July 14 News, 11th from 2 o'clock in the afternoon to 12th 4 o'clock in the afternoon, the Art Dragon Travel Network has continued to visit the fault. It is understood that the event was initially an EMC storage device failure, and because the Art Dragon network's storage structure is not perfect, resulting in a long time cannot be repaired.
The incident has sparked a lot of discussion in the area of the Internet industry's system architecture, Art dragon because of this downtime, its Web services and call center business can not be carried out, according to some media calculations, art Dragon net this direct loss of more than 147,000 operating income, and its customers caused by the potential impact can not be estimated.
EMC storage problem triggers chain reaction
On the afternoon of 11th, there was an error in the Netizen's response to the network, and soon the official appeared "system failure, repairing ...". This failure directly affects the operation of the business, which is the main operating window for the website and call center.
12th Morning 8, Art Dragon CEO Cui said, Art Dragon's storage system failure, resulting in all service disruption, Cui said the art Dragon and EMC engineers have been repaired for 18 hours.
At this point, a lot of attention focused on the EMC company, Art Dragon Network storage products used by EMC, according to people close to the site, the downtime is indeed a problem with storage hardware, resulting in database hangs, system Recovery takes a long time to cause.
12th Afternoon Call center resumption of air ticket service, Web services, etc. began to resume at 4 o'clock, to 18 point full business resumption operations.
Incomplete backup architecture leads to longer maintenance time
For the art dragon nets this time the cause of the problem is a matter of opinion, in many people think that EMC hardware problems, some enterprise technology architects began to show solidarity with EMC.

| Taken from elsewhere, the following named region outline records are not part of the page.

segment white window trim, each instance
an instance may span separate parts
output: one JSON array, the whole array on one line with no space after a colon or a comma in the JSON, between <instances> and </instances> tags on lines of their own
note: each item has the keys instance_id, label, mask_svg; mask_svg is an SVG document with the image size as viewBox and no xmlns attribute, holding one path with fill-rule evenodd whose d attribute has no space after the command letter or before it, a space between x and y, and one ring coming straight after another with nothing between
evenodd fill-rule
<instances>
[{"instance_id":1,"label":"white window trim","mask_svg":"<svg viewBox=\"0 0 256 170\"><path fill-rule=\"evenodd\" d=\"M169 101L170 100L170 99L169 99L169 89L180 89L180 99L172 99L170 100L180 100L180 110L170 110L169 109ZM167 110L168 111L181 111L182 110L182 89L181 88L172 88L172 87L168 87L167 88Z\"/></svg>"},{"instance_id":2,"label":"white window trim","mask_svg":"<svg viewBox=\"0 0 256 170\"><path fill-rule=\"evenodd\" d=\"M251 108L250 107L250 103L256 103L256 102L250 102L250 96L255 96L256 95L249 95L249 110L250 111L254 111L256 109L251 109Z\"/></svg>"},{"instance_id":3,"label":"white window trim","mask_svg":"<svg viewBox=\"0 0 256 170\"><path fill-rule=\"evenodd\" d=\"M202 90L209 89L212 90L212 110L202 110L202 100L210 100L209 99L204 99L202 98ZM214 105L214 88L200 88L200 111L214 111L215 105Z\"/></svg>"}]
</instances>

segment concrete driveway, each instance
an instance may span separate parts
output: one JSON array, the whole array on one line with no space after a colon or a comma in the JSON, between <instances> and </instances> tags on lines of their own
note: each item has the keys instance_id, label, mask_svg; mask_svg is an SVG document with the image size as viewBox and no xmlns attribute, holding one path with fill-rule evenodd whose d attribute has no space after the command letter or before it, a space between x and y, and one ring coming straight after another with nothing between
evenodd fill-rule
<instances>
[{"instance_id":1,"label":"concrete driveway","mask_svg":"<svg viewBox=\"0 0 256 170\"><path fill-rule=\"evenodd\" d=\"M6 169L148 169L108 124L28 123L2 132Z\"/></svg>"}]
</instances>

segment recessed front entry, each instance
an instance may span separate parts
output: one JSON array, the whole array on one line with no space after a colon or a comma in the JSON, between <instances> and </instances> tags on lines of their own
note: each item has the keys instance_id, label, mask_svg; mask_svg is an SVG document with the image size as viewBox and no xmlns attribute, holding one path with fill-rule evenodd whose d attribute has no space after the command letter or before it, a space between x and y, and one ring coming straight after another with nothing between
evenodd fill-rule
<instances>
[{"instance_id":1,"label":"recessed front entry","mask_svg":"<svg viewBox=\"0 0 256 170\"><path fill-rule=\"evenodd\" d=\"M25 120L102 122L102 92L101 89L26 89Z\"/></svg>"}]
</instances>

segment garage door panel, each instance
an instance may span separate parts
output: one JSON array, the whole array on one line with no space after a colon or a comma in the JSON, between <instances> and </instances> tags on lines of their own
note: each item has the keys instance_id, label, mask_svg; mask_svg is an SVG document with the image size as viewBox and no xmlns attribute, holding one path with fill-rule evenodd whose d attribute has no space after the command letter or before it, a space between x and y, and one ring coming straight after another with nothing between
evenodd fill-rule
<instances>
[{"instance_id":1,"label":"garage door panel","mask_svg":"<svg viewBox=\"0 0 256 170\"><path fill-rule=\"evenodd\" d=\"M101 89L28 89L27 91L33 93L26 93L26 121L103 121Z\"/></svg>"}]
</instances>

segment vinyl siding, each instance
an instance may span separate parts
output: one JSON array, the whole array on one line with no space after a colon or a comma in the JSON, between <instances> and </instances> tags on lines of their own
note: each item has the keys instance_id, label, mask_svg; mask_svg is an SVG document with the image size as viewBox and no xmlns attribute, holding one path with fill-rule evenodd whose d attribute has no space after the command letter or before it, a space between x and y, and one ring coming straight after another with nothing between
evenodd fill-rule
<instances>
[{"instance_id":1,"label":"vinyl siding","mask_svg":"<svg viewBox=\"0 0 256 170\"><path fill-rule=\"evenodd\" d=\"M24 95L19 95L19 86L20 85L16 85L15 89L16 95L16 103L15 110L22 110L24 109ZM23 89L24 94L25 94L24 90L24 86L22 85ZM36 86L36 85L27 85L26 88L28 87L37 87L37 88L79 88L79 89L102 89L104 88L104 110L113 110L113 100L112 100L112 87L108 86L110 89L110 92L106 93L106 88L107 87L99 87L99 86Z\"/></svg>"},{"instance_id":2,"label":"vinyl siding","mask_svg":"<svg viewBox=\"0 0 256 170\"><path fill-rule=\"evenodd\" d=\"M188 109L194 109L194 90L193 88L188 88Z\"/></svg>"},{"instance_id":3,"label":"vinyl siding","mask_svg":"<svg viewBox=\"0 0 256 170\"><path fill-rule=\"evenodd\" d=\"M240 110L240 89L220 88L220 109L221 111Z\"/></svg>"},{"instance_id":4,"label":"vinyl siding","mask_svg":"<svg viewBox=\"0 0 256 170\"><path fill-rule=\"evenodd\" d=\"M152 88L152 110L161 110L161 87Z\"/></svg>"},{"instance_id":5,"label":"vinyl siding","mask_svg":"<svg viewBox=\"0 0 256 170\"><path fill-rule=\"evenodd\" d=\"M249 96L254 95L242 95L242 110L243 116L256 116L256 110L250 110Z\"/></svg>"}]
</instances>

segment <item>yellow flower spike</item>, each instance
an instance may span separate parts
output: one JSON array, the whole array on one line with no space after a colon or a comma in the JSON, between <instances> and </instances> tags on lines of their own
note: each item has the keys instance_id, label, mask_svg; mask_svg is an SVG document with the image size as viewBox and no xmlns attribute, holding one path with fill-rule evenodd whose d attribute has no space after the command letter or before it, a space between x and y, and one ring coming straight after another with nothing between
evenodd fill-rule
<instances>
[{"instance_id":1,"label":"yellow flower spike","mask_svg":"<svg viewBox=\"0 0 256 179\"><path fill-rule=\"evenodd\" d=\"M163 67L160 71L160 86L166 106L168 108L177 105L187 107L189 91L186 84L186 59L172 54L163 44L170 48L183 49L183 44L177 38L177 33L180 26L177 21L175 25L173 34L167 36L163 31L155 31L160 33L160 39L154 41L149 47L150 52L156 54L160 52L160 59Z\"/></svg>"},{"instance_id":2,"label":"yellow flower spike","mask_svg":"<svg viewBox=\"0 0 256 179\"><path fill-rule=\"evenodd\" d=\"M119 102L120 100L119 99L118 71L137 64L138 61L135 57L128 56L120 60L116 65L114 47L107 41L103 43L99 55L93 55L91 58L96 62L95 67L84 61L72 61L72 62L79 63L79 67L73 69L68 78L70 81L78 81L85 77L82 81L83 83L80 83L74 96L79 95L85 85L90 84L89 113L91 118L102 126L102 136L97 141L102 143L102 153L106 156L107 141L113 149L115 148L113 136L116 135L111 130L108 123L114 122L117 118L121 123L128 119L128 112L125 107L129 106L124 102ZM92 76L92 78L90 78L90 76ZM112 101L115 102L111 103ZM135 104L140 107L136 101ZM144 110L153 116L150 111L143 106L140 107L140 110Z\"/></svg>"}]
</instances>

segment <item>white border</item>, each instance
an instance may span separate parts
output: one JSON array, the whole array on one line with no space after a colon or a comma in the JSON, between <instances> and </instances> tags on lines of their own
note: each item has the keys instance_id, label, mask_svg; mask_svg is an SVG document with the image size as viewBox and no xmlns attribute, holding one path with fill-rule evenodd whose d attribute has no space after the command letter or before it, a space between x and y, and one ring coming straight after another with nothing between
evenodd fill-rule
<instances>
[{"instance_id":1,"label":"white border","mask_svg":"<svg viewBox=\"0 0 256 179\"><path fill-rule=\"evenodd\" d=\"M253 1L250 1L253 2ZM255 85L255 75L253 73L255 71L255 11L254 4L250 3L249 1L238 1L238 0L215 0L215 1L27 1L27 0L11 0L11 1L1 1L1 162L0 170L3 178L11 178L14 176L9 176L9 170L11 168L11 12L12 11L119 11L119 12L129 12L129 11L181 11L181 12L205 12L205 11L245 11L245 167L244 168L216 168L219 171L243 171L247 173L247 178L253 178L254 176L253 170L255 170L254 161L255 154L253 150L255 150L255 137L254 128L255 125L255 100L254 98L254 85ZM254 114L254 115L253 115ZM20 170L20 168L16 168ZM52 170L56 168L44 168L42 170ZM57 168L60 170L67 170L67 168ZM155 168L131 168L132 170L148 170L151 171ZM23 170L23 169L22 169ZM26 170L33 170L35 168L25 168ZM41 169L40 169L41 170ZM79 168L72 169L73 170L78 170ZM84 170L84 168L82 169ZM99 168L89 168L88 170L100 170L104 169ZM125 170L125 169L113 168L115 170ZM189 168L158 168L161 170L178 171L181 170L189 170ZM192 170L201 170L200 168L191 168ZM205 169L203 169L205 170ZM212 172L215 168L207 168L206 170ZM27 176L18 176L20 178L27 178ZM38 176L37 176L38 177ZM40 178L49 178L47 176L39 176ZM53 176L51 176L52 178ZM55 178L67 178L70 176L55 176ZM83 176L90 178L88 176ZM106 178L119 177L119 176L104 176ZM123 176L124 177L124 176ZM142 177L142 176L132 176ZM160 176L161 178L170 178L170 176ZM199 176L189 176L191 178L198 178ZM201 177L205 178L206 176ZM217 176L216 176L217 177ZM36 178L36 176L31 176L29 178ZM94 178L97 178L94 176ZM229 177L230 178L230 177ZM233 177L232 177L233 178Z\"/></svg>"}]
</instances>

Lilac Garden website CTO Feng Dahui said in Weibo that EMC's products would not last until dozens of hours, and one netizen said, "as EMC's competitor also has to say, this is not just a hardware problem".
Sun, of the IT services company, said he was in the field on 12th to participate in the system recovery. From his retelling, the EMC storage hardware failed to cause the entire event, and because the art dragon to the database backup is not enough, the storage layer has no disaster preparedness scheme, resulting in slow system recovery, although the hardware soon returned to normal, the system still cannot work.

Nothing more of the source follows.